The moon is tide-locked to the earth, but wobbles back and forth, so a tide locked world might also have a day / season cycle where the fringes get extra hot / cold.
ProfessorProteus@lemmy.world 1 year ago
What a terrifying thought! I imagine there’s some other sapient race out there that has experienced that.
Now think about the kinds of predators that evolved in constant night, which those people found while exploring the darkness. Then they develop telescopes and discover other worlds on which the night moves…
1024_Kibibytes@lemm.ee 1 year ago
Unless the animals have developed a way to move for miles every day, there should be predators who are adjusted for the night side, and predators who are adjusted for the day side that would be well known and defended against from the prey on their side. For a sentient species, figuring out how to defend against one or the other shouldn’t be too hard.

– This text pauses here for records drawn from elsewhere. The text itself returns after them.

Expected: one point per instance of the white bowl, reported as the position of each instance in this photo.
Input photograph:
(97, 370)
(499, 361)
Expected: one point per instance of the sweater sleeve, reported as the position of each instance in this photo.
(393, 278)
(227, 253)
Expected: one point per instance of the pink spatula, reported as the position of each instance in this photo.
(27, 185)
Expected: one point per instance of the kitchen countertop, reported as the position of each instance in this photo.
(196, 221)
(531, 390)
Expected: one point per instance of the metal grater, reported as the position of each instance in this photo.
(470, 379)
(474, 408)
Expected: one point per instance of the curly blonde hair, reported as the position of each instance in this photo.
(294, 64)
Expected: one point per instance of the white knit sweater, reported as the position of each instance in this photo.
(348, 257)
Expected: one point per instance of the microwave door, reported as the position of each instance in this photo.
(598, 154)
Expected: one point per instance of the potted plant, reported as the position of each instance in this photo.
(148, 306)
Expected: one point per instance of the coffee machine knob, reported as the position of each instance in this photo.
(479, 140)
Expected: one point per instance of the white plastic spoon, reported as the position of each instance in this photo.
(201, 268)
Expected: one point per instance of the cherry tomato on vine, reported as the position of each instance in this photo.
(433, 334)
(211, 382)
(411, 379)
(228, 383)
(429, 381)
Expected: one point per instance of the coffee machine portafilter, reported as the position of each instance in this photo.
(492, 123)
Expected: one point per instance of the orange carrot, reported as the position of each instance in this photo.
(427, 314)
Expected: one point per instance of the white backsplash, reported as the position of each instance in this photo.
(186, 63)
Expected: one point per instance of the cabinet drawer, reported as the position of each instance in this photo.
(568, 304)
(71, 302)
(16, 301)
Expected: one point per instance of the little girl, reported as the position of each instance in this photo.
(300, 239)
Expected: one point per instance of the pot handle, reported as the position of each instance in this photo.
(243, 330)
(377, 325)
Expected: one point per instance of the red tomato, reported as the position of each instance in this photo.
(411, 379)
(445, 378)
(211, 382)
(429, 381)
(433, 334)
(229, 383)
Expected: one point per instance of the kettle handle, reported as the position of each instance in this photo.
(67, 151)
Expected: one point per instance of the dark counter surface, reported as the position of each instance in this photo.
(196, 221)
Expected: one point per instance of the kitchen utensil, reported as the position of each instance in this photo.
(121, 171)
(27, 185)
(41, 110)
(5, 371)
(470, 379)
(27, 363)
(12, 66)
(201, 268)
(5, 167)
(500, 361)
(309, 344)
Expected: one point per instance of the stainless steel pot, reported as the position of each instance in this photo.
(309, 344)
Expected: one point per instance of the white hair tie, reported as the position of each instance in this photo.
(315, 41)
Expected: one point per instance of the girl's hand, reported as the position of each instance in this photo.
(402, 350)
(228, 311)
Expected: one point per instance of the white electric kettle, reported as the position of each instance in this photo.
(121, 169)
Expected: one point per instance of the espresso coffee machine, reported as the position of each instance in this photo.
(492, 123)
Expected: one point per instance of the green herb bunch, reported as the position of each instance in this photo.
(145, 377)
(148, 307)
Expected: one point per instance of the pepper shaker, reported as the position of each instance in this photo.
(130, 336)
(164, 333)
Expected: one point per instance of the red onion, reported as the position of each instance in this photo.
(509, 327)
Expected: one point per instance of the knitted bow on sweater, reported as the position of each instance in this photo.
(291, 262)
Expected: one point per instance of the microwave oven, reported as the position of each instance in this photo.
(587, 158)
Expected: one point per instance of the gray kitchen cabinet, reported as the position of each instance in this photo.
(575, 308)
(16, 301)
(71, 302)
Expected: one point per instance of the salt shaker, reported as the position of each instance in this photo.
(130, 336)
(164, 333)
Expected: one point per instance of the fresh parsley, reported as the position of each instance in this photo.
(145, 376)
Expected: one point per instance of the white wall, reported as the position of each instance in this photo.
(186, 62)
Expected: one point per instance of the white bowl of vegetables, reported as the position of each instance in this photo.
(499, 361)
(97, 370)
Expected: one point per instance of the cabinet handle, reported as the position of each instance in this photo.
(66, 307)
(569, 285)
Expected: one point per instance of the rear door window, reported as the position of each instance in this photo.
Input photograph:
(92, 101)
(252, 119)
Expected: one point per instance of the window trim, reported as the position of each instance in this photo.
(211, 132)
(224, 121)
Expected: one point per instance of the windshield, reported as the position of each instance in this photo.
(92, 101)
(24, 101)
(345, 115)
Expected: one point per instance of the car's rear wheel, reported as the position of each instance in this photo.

What would be harder to defend against would be those predators who live in the twilight areas are close to both day & night.
whelks_chance@feddit.uk 1 year ago
Wouldn’t the temperature difference and UV (and any other spectra) immediately boil/ kill them?
nukeworker10@lemmy.world 1 year ago
There’s an old Roger Zelazny story with that exact premise called Jack of Shadows
Turun@feddit.de 1 year ago
I have read a short story about a world with like 9 suns and 3 moons. It’s day all the time, except once every 2000 years, when there is a total solar eclipse. So every 2000 years society falls into chaos, most of the population kills themselves and only rich people, who can afford enough candles/fire or people who are passed out drunk survive the eclipse. At the time the story takes place one astronomer/scientist notices the pattern in their history and like predicts it or something.
Sadly I do not know the link. If anyone recognizes the story I would love to read it again.